A number of attendees agreed that they don't believe they ever made a deliberate decision to "become" an atheist; rather it's a realization that came about after study and simple absence of proof.

Ken Granderson, who calls himself a lifelong thinker, came to the conference from Boston. "You don't choose to be an atheist; you're born that way. Not believing in the Judeo-Christian God is no different than not believing in Thor or Poseidon or Osiris. Someone told me that there's this God, but once I learned to question, I understood that the God I was told about--and the stories about that God--were no different from the mythologies of any other people who created stories to explain their worlds."

The conference concluded with a discussion about how to both encourage more diversity within the atheist or humanist or free-thought movement and how to simply handle going back home to our (sometimes) lonely little corners.

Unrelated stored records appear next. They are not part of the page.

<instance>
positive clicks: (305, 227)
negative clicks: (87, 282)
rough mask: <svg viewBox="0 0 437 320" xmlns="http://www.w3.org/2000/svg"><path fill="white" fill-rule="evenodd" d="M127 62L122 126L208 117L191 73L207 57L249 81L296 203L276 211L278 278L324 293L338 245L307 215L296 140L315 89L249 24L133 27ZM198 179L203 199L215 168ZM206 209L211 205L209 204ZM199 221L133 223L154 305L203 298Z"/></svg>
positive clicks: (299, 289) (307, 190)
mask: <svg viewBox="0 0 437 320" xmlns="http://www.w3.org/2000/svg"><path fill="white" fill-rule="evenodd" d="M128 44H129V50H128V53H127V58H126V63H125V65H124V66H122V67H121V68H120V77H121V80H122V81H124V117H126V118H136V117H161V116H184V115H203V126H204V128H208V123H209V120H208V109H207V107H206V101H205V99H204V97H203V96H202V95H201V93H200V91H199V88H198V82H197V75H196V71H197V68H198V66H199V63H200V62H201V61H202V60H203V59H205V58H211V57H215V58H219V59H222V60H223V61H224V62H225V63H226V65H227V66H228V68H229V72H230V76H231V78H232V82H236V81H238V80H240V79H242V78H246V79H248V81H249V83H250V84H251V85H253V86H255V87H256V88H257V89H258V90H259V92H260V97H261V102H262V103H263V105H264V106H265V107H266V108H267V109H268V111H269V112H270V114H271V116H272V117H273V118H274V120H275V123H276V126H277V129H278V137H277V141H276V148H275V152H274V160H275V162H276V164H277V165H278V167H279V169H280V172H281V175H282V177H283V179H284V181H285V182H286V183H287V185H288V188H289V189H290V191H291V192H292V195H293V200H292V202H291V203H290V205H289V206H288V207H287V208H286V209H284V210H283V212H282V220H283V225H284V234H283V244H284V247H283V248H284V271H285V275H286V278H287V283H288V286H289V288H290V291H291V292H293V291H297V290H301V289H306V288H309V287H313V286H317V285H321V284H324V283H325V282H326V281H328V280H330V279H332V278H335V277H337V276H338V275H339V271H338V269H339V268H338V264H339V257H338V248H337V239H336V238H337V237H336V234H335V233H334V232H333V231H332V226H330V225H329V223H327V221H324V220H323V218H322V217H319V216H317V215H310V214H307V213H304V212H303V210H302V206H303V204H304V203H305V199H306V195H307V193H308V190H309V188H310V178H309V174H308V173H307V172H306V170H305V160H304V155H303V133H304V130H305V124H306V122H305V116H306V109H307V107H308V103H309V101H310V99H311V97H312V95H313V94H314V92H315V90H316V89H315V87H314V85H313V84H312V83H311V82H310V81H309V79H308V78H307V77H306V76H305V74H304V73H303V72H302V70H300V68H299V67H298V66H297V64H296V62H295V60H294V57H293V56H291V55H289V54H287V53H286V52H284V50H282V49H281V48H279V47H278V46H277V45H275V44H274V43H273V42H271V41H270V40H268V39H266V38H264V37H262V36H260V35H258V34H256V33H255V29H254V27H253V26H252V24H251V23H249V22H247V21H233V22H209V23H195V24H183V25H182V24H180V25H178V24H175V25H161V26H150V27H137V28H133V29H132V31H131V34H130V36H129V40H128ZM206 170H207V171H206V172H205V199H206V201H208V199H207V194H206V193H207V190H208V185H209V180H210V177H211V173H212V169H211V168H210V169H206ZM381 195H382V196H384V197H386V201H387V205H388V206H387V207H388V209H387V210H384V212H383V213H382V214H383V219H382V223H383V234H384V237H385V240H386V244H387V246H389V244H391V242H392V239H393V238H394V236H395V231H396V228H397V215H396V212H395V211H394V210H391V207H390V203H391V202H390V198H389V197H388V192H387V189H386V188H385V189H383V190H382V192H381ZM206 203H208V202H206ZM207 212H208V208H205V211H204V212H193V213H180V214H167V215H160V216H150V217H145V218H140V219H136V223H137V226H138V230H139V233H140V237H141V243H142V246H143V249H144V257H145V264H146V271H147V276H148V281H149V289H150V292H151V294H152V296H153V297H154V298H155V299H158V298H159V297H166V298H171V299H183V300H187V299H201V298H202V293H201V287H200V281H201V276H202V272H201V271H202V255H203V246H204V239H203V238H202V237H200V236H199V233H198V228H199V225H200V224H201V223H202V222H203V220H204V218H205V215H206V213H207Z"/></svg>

Washington said she was encouraged by the number of black secularists at the convention, but she laments that there is so much more work to be done, especially when considering those who are shaping American atheist policy. "The lack of diversity is a real issue. Are we just to be followers or are we helping to drive this vehicle that is the secular movement?"

Washington's point was echoed in a summary by Center for Inquiry On Campus organizer Debbie Goddard. Goddard called out the skeptic movement for being overwhelmingly white, male and older, but she also noted that there's a thriving college skeptic scene that could likely yield some age, race and gender diversity to the movement as well.

If nothing else, the group assembled was a rational one. And while "fired up," we realize that Americans who claim to have no religious affiliation is only around 15 percent. The number for blacks is even lower, at 12 percent. So as a minority within a deeply closeted minority, we're going to have to work to gain visibility and influence. Those of us who are "out" mustn't apologize for our stance. We also need to join larger non-theistic groups.

And as Celie yelled to Mister when she moved away to her own home, black atheists need to affirm, "I may be black...but I'm here!"

Jamila Bey is an atheist and a writer based in Washington, D.C.